Писать, во всяком случае, для меня, легче, чем говорить, глядя тебе в глаза. Ты хоть знаешь, какие они красивые? Иногда ты спрашивала: «Что ты на меня уставился?» А это я тобой любовался, твоими прекрасными, как у княжны Марьи, глазами. Я все думаю о нас с тобой, это главное мое здесь занятие — конечно, кроме военных наук, которые, как ни странно, меня увлекают, — и чувствую, что становлюсь пусть не умнее, но толковее, что ли.
Ленча, родная, если бы ты знала, как меня тянуло к тебе! И я всегда тебя уважал — твой ум, эрудицию, культуру, до которой я тянулся, как мог, изо всех своих сил. Но если на свете есть Бог (как проснувшись, бросились все в религию; даже у нас в казарме висит распятие), то, уж конечно, вовсю резвится и развлекается дьявол — а может, его тоже надо теперь писать с большой буквы? Ну да черт с ним, с дьяволом!
К чему это я? К тому, что мое всегдашнее восхищение тобой, как ни странно, мешало к тебе приблизиться: я отваживался лишь на довольно робкие поцелуи. Что со мной творилось в то лето, страшно вспомнить! Да и жара была еще, как в аду. Все: труба зовет! Допишу завтра.
Дописываю. Перечитал и ужаснулся: разве можно о таком писать? Нужно остановиться. Умолкаю. Молчу. Добавлю только, что если бы ты поехала с нами в лес, вся моя жизнь могла бы сложиться иначе. А может быть, и твоя, хотя это допущение, наверное, слишком смело. Но от каких случайностей зависит жизнь человека…

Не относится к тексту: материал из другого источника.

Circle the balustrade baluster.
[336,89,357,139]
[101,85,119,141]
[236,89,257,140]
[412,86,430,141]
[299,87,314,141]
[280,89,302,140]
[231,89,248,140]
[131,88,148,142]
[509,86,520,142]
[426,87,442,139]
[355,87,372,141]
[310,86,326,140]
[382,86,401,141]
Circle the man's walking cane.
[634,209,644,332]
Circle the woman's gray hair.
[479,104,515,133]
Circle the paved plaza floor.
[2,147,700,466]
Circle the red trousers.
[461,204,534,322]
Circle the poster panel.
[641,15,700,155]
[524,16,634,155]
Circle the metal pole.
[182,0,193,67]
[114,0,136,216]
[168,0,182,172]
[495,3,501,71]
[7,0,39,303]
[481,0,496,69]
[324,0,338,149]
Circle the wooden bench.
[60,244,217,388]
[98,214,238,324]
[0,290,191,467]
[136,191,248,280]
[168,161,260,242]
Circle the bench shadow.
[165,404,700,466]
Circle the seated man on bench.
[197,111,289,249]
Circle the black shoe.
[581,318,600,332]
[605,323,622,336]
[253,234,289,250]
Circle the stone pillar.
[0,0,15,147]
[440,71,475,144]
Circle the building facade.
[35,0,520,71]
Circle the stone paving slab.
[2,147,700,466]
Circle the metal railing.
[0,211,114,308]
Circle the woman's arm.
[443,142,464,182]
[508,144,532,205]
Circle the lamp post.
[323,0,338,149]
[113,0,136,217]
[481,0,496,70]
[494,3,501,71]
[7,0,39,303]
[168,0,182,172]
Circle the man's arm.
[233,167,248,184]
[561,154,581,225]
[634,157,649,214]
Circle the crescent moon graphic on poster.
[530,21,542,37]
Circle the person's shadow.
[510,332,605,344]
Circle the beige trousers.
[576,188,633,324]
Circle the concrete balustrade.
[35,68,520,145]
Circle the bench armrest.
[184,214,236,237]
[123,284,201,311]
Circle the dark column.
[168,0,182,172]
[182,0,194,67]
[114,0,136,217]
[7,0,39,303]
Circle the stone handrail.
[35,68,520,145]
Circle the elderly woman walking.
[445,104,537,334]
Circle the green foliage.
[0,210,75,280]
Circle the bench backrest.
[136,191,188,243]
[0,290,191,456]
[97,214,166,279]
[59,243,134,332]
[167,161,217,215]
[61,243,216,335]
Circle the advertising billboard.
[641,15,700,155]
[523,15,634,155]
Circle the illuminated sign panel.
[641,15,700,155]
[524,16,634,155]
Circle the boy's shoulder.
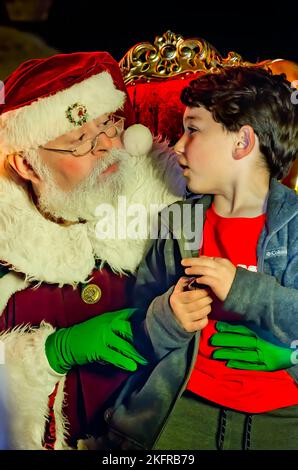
[266,180,298,229]
[161,192,214,213]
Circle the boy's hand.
[181,256,236,301]
[170,277,212,333]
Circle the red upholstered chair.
[120,31,298,192]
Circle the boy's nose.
[174,136,185,155]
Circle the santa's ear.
[233,126,255,160]
[7,153,40,183]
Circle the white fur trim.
[54,376,69,450]
[0,322,66,450]
[123,124,153,157]
[88,142,186,273]
[0,72,126,153]
[0,271,28,317]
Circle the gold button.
[81,284,101,304]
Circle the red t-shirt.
[187,206,298,413]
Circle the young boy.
[106,67,298,450]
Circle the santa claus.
[0,52,185,449]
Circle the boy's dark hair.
[181,66,298,179]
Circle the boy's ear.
[233,126,255,160]
[7,153,40,183]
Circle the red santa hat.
[0,52,137,153]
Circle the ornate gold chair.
[119,31,298,192]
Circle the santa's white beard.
[28,149,131,221]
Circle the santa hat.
[0,52,142,153]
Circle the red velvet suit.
[0,268,134,446]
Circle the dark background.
[0,0,298,62]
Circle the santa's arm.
[0,322,64,450]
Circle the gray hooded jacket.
[105,179,298,449]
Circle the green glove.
[45,308,147,374]
[210,322,295,371]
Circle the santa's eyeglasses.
[40,115,125,157]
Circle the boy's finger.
[173,276,189,294]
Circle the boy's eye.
[97,116,113,128]
[186,127,199,134]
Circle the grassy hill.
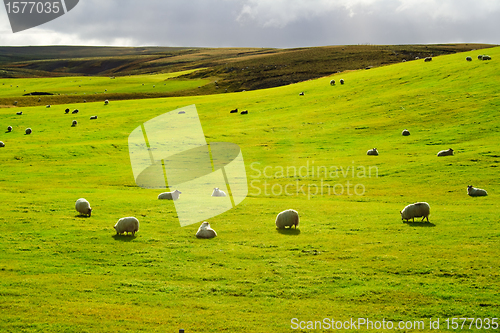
[0,48,500,332]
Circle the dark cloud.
[0,0,500,47]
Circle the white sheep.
[196,222,217,238]
[212,187,226,197]
[399,202,431,222]
[75,198,92,217]
[467,185,488,197]
[114,216,139,236]
[158,190,182,200]
[437,148,453,156]
[276,209,299,229]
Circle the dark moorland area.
[0,44,495,99]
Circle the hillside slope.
[0,48,500,332]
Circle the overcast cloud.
[0,0,500,47]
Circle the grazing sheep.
[467,185,488,197]
[158,190,182,200]
[196,222,217,239]
[399,202,431,222]
[437,148,453,156]
[114,216,139,236]
[212,187,226,197]
[276,209,299,229]
[75,198,92,217]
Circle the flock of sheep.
[366,122,488,222]
[0,100,109,148]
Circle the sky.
[0,0,500,48]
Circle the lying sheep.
[276,209,299,229]
[75,198,92,217]
[399,202,431,222]
[158,190,182,200]
[437,148,453,156]
[114,216,139,236]
[196,222,217,239]
[212,187,226,197]
[467,185,488,197]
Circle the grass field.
[0,48,500,332]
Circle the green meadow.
[0,47,500,333]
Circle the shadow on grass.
[403,222,436,228]
[112,234,137,242]
[276,228,300,236]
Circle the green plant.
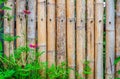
[83,60,92,78]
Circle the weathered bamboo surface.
[0,0,120,79]
[87,0,95,79]
[67,0,75,79]
[95,0,103,79]
[76,0,86,79]
[4,0,15,57]
[106,0,115,79]
[27,0,36,62]
[37,0,47,77]
[115,0,120,77]
[47,0,56,67]
[56,0,66,65]
[16,0,26,65]
[37,0,46,62]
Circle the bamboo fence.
[0,0,120,79]
[115,0,120,77]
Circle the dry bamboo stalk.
[95,0,104,79]
[47,0,55,67]
[67,0,75,79]
[87,0,95,79]
[76,0,86,79]
[105,0,115,79]
[16,0,26,65]
[56,0,66,65]
[37,0,46,77]
[115,0,120,77]
[27,0,36,62]
[4,0,15,57]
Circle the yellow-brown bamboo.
[115,0,120,77]
[56,0,66,65]
[95,0,104,79]
[105,0,115,79]
[16,0,26,65]
[87,0,95,79]
[76,0,86,79]
[37,0,46,77]
[4,0,15,57]
[66,0,75,79]
[27,0,37,62]
[47,0,56,67]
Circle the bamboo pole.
[27,0,36,62]
[116,0,120,77]
[56,0,66,65]
[4,0,15,57]
[16,0,26,65]
[37,0,46,77]
[87,0,95,79]
[95,0,104,79]
[76,0,86,79]
[106,0,115,79]
[47,0,56,67]
[66,0,75,79]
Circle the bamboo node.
[47,50,55,53]
[116,12,120,17]
[38,1,46,5]
[94,2,106,7]
[47,2,55,6]
[76,26,85,30]
[67,18,75,22]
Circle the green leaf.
[0,41,2,51]
[117,70,120,74]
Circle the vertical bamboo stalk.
[4,0,15,57]
[16,0,26,65]
[37,0,46,77]
[95,0,104,79]
[67,0,75,79]
[76,0,86,78]
[56,0,66,65]
[106,0,115,79]
[87,0,95,79]
[27,0,36,62]
[116,0,120,77]
[47,0,56,67]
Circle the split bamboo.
[95,0,104,79]
[76,0,86,79]
[116,0,120,77]
[4,0,15,57]
[27,0,36,62]
[105,0,115,79]
[37,0,46,77]
[66,0,75,79]
[16,0,26,65]
[87,0,95,79]
[56,0,66,65]
[47,0,56,67]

Ответь мне, пожалуйста, очень тебя прошу! На что я надеюсь? На нашу с тобой похожесть. И если мне так тебя не хватает, то, может, и я по-прежнему как-то нужен тебе? Конечно, у тебя теперь другая жизнь, другие друзья и подруги, и ты, конечно, увлечена своим институтом — Костя сказал, что ты поступила, — ведь ты всегда увлекаешься тем, чем сейчас занята, но было же у нас с тобой нечто общее, касающееся только нас двоих, остановленное на полпути дьяволом, если он существует, хотя на него своей вины я не сваливаю, не думай.
Недавно прочитал непонятно каким образом попавшую в здешнюю библиотеку и никому здесь не нужную, но очень интересную книгу — новенькая совсем, на формуляре за четыре года всего две подписи, моя — третья. Так вот в ней сказано, что существует отдельная от души и ума жизнь тела, у которой свои потребности и права. Утверждение спорное, но автор — доктор наук, философ, может, он прав?

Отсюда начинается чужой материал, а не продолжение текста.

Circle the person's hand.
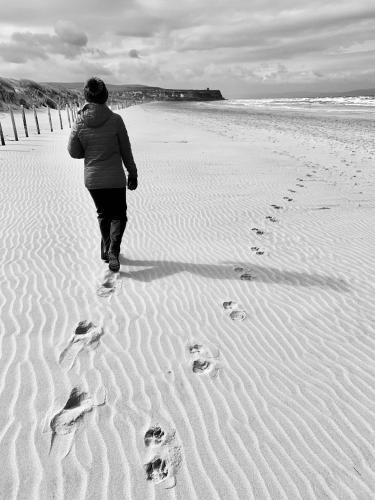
[128,175,138,191]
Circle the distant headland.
[0,77,224,109]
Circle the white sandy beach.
[0,103,375,500]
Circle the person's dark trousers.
[89,188,127,260]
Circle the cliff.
[0,77,223,110]
[0,77,80,109]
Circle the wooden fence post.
[9,106,18,141]
[0,122,5,146]
[57,104,63,130]
[65,105,72,128]
[21,104,29,137]
[33,106,40,134]
[47,106,53,132]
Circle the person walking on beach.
[68,77,138,272]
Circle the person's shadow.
[120,256,350,292]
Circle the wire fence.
[0,100,137,147]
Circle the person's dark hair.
[83,76,108,104]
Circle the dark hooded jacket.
[68,103,137,189]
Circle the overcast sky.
[0,0,375,97]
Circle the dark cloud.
[129,49,139,59]
[0,21,89,64]
[55,21,87,47]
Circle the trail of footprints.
[143,422,182,489]
[222,154,338,321]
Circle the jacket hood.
[78,102,113,128]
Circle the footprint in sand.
[240,272,254,281]
[96,269,119,298]
[143,423,182,488]
[223,300,246,321]
[266,215,279,222]
[49,387,106,458]
[251,247,264,255]
[187,343,220,378]
[233,266,254,281]
[59,321,104,370]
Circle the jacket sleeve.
[68,123,85,158]
[117,115,137,177]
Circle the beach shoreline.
[0,103,375,500]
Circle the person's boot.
[108,252,120,273]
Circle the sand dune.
[0,99,375,500]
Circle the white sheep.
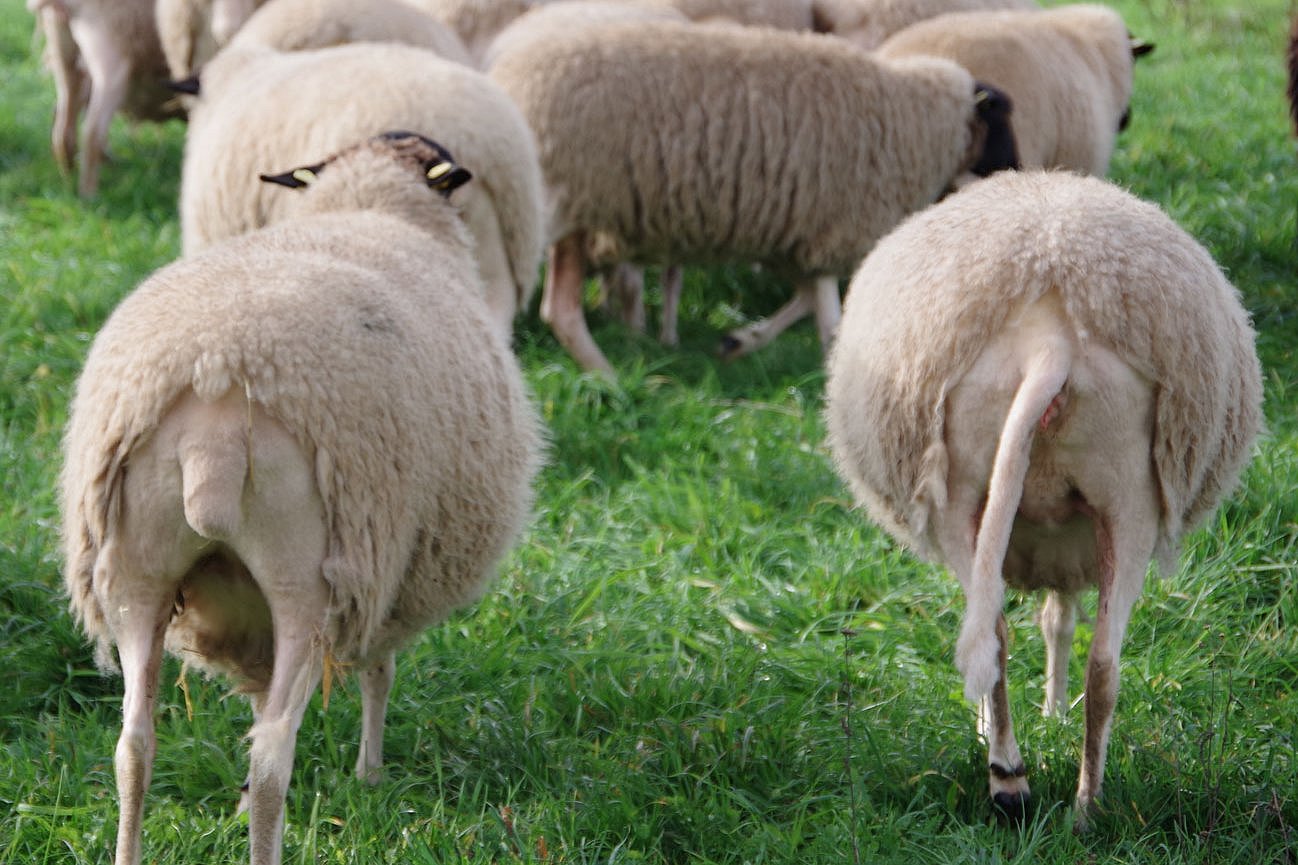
[811,0,1040,51]
[826,171,1262,825]
[61,134,541,865]
[877,4,1153,177]
[27,0,179,197]
[489,22,1015,371]
[231,0,472,66]
[180,40,544,329]
[153,0,266,81]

Догадываешься, к чему я клоню? Да, именно к этому — ты всегда понимала меня с полуслова. И как я печалюсь (не то слово, но не скорблю же?), что так нелепо все получилось! Прости, если можешь. Ты знаешь, за что. Никому, кроме тебя и родителей, не пишу. Даже Косте черкнул лишь несколько фраз: попросил, чтобы он уговорил Настю, если она заартачится, передать тебе это письмо.
Напиши мне хотя бы из милосердия: пишут же письма даже незнакомым солдатам? Я знаю, времени у тебя, как всегда, мало, так ты черкни пару строк, я не жду от тебя такого длинного письма, как мое, я, может, не умею писать тебе коротко: мне хочется все объяснить и, как прежде, хочется говорить с тобой, пусть даже эпистолярно. Наша ученая школа научила нас выражаться изысканно, и я ничего не забыл из уроков Геннадьевича. Ты знаешь, кстати, что они с Элизабет поженились? Вся школа на ушах стояла от зависти: девчонки завидовали Элизабет, а мы — Геннадьевичу — такую красавицу отхватил!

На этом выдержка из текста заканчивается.